3. Turns off the adjoint functionality.

4. Defines the geometry.

This can be either 2D or 3D (higher computational cost). The mesh is based on rectilinear divisions and it could be fine or coarse depending on the specified values. In this case the mesh used is UnitSquareMesh meaning the side of the spatial domain is of length 1 and has 100 divisions.

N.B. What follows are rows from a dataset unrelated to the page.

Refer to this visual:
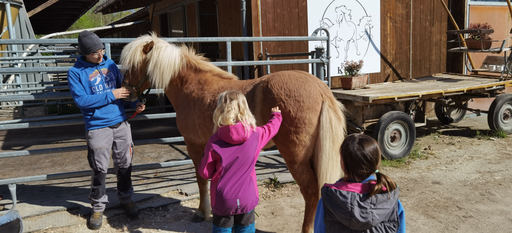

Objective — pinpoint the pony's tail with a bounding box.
[315,98,346,191]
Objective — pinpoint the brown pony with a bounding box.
[121,33,346,232]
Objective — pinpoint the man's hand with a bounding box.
[135,102,146,113]
[112,87,130,100]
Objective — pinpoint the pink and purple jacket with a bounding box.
[199,112,283,216]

mesh = UnitSquareMesh(100, 100)

time = Constant(0.0)

5. Define the conductivity (tensors).

Assigns a value for the membrane’s ability to conduct the electric current at intracellular and extracellular level.

M_i = 2.0
M_e = 1.0

6. Choose the cell model.

Calls the specified cell model. In the file supported_cell_models the different tested models can be found. In this example FitzHughNagumoManual

cell_model = FitzHughNagumoManual() 

7. Define the stimulus.

In this line the initiating stimulus is defined. The stimulus can be defined in many ways these are some examples:

  • demo_monodomain

Polynomial of degree 1: stimulus = Expression("10*t*x[0]", t=time, degree=1)
  • demo_single_cell_model

cell = CardiacCellModel() cell.stimulus = Expression(“I_s(t)”, degree=1)
  • demo_benchmark
    duration = 2. # ms
    A = 50000. # mu A/cm^3
    cm2mm = 10.
    factor = 1.0/(chi*C_m) # NB: cbcbeat convention
    amplitude = factor*A*(1./cm2mm)**3 # mV/ms
    I_s = Expression("time >= start ? (time <= (duration + start) ? amplitude : 0.0) : 0.0",
                      time=time,
                      start=0.0,
                      duration=duration,
                      amplitude=amplitude,
                      degree=0)


9. Save this configuration into de CardiacModel.

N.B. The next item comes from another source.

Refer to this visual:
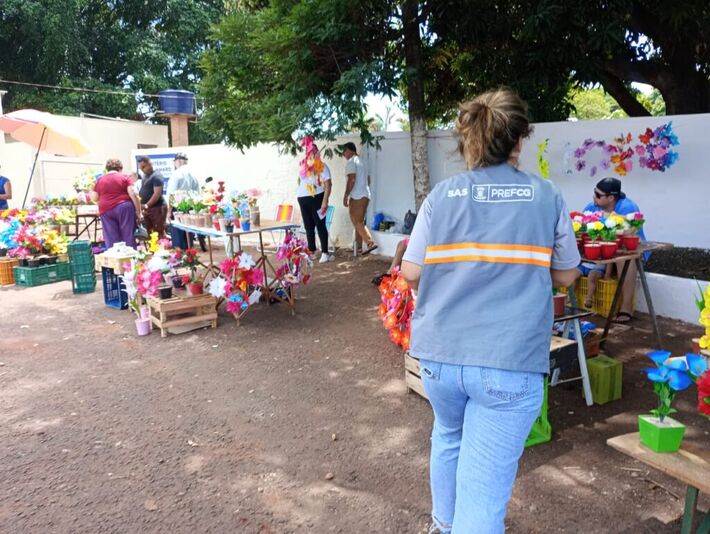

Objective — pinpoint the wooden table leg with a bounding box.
[599,259,631,347]
[636,257,663,350]
[680,486,698,534]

cardiac_model = CardiacModel(mesh, time, M_i, M_e, cell_model, stimulus)

10. Choosing the solver that will be used further on to solve the problem.

This will go through the equations and provide a solution field. In this case it uses the default parameters specified in the FitzHughNagumoManual file.

ps = SplittingSolver.default_parameters()
ps["theta"] = 0.5                        # Second order splitting scheme
ps["pde_solver"] = "monodomain"          # Use Monodomain model for the PDEs
ps["CardiacODESolver"]["scheme"] = "RL1" # 1st order Rush-Larsen for the ODEs
ps["MonodomainSolver"]["linear_solver_type"] = "iterative"
ps["MonodomainSolver"]["algorithm"] = "cg"
ps["MonodomainSolver"]["preconditioner"] = "petsc_amg"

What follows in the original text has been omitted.